Medio Oriente

Ma Bashar al-Assad, ora, è un imbarazzo per la Russia?

Il portavoce del Cremlino Dmitry Peskov, dopo un lungo silenzio, ha confermato che Vladimir Putin ha concesso asilo politico al dittatore siriano e alla sua famiglia senza confermare ufficialmente che gli Assad si trovano a Mosca
Bashar al-Assad e Vladimir Putin in una foto d'archivio. © Alexei Druzhinin
Red. Online
09.12.2024 12:30

Sì, a Bashar al-Assad e alla sua famiglia è stato concesso asilo politico nella Federazione Russa. Non solo, la decisione in questo senso è stata presa dal presidente russo Vladimir Putin. È quanto ha affermato, oggi, il portavoce del Cremlino Dmitry Peskov, rompendo così un silenzio che iniziava a essere assordante. «Naturalmente, tali decisioni non possono essere prese senza il capo dello Stato» ha dichiarato Peskov.

Dopo che il Ministero degli Esteri russo, nella mattinata di ieri, aveva riferito che al-Assad e la sua famiglia avevano lasciato la Siria, oramai nelle mani dei ribelli con l'entrata a Damasco, in serata le agenzie di stampa russe avevano scritto che lo stesso al-Assad e la sua famiglia si trovavano a Mosca: «Assad e i membri della sua famiglia sono arrivati a Mosca» aveva dichiarato una fonte interna al Cremlino alla TASS e a Ria Novosti. «La Russia ha concesso loro asilo per motivi umanitari». Al riguardo, Peskov ha osservato che non ci sono dichiarazioni ufficiali da fare: «Non ho niente da dire su questo argomento adesso». Detto in altri termini: al momento il Cremlino non prevede di pronunciarsi sul luogo in cui si trova, ora, Bashar al-Assad. Parallelamente, Peskov ha chiarito che non è in programma un incontro fra il dittatore siriano e Vladimir Putin.

Il regime siriano, ieri, è caduto dopo un'offensiva-lampo lanciata lo scorso 27 novembre dai gruppi armati di opposizione. Gruppi guidati dall'organizzazione islamista Hayat Tahrir al-Sham. Le grandi città siriane, Aleppo, Hama, Daraa e Homs, sono state conquistate una dopo l'altra. Ieri, 8 dicembre, l'ingresso a Damasco, la capitale. Il Ministero degli Esteri russo, ieri, nella sua dichiarazione aveva scritto che al-Assad si è dimesso dalla carica di presidente e, ancora, dato istruzioni per una transizione pacifica del potere.
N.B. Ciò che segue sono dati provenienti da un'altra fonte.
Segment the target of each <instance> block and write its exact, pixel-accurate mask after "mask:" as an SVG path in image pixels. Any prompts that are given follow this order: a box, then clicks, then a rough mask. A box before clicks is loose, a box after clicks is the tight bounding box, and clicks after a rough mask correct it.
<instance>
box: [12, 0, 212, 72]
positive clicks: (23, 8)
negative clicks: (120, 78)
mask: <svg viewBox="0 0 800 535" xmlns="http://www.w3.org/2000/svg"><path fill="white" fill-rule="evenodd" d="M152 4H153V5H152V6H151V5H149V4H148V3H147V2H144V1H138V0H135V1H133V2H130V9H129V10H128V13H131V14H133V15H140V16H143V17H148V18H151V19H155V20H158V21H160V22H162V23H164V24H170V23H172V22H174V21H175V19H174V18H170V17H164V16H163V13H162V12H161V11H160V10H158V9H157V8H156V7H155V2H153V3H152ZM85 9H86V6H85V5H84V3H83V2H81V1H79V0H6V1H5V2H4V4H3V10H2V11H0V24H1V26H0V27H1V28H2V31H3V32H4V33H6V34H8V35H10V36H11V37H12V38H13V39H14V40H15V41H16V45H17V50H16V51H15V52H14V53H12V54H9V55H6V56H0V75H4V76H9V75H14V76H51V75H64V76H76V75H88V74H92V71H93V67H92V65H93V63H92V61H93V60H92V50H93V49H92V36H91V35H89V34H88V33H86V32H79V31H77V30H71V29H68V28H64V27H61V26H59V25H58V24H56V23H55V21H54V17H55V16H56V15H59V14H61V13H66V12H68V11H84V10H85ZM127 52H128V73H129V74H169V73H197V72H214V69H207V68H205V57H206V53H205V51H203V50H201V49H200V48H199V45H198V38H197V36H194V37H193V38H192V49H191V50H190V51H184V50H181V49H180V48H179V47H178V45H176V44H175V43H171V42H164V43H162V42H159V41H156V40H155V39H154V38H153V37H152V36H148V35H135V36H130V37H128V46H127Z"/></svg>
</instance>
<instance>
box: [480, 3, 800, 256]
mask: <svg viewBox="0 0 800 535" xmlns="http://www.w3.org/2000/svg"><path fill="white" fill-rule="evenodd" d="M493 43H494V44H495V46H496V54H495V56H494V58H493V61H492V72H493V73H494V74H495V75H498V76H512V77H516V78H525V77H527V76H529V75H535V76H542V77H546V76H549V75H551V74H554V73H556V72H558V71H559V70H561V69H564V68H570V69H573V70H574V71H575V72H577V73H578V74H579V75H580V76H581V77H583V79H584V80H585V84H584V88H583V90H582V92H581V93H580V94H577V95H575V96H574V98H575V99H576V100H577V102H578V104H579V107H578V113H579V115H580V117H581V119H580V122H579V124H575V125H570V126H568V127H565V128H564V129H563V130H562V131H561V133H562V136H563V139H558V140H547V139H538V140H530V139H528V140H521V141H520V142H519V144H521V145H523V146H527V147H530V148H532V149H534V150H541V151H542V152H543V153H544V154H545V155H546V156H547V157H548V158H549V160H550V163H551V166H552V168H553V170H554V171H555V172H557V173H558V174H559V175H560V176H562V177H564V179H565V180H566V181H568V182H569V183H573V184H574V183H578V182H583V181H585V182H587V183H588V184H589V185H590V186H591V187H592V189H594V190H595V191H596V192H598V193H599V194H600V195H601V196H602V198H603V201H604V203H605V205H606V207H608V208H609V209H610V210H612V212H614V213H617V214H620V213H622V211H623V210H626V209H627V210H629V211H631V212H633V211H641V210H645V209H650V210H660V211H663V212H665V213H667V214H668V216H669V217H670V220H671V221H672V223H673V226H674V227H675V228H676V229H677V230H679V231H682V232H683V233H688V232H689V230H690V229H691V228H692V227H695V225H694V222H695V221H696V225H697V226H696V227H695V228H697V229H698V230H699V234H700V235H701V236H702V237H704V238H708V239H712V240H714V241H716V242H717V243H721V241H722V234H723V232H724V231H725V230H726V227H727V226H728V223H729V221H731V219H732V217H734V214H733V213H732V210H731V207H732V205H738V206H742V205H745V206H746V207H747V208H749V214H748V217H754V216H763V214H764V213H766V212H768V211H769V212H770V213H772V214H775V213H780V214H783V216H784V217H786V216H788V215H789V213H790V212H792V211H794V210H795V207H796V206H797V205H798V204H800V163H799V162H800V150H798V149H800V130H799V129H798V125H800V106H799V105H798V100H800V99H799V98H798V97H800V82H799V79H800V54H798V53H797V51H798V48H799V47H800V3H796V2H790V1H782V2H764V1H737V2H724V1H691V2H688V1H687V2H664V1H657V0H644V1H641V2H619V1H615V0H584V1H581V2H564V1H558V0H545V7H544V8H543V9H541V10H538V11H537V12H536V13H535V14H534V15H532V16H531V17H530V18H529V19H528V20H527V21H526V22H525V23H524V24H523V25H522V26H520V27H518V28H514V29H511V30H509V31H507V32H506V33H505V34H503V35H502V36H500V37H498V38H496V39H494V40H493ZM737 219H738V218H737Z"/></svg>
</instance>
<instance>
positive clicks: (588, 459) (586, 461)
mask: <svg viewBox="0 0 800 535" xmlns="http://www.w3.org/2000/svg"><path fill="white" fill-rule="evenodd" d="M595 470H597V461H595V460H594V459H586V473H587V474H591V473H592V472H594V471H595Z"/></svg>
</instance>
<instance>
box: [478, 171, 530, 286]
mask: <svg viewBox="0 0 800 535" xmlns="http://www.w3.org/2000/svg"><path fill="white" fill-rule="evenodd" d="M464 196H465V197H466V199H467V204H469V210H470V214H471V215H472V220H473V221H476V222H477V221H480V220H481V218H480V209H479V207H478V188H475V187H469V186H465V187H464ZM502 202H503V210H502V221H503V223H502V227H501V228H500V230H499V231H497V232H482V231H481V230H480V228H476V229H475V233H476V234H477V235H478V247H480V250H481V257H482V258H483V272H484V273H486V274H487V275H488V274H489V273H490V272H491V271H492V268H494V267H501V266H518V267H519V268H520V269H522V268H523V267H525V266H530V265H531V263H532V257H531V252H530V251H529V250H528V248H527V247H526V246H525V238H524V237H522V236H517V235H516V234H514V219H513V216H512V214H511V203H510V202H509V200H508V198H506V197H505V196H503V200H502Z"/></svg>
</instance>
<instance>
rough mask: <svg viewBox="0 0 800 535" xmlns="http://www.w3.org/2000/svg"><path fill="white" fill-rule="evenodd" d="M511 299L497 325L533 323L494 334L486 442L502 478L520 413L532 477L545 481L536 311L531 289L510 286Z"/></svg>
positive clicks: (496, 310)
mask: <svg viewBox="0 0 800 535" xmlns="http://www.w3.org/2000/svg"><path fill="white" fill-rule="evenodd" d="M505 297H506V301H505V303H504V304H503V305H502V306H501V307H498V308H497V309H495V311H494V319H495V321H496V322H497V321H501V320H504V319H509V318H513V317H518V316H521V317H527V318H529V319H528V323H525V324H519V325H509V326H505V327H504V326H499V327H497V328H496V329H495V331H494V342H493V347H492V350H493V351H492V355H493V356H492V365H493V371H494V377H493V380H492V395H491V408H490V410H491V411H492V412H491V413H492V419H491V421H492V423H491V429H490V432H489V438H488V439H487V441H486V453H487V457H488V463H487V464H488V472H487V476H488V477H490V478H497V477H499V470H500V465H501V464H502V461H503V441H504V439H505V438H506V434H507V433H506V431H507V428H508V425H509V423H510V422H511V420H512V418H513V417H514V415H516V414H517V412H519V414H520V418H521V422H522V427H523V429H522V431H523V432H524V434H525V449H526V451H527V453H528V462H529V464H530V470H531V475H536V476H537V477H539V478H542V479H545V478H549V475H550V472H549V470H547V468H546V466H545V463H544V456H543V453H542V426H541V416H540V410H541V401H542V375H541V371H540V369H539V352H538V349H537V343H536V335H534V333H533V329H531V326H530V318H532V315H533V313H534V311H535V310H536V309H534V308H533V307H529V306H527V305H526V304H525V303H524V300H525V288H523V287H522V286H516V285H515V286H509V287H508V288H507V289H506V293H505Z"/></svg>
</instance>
L'asilo, ha ribadito oggi il Cremlino, è stato concesso sulla base di considerazioni umanitarie.

In generale, l'impressione è che la Russia stia commentando i fatti siriani con un certo distacco. Una riprova? La bandiera «alternativa», quella usata dai gruppi ribelli, è stata issata all'Ambasciata siriana di Mosca. Una mossa simbolica, considerando che per anni la Russia è stato un alleato del regime di al-Assad sostenendo il presidente nel corso della lunga, e sanguinosa, guerra civile. Di sicuro, la caduta di al-Assad rappresenta una sconfitta importante, finanche clamorosa per il Cremlino. Il cui focus, ora, si concentra sul mantenimento delle sue basi militari in Siria. La fonte interna al Cremlino interpellata ieri dalle agenzie stampa russe, al riguardo, aveva detto che i ribelli, conclusa la loro offensiva lampo, «hanno garantito la sicurezza delle basi dell'esercito russo e delle istituzioni diplomatiche sul territorio siriano». Mosca, il principale sostenitore di al-Assad insieme all'Iran, possiede una base navale a Tartus e un aeroporto militare a Khmeimim. Le forze di Mosca sono state coinvolte militarmente nel conflitto siriano nel 2015, quando iniziarono a fornire sostegno alle forze di al-Assad per schiacciare l'opposizione nella sanguinosa guerra civile. «La Russia è sempre stata a favore di una soluzione politica alla crisi siriana» aveva aggiunto la fonte del Cremlino. «Il nostro punto di partenza è la necessità di riprendere i negoziati sotto l'egida dell'ONU». Uscendo dal politichese, significa che Mosca è disposta a dialogare anche con i nuovi padroni della Siria. A patto che le sue basi non vengano messe in discussione.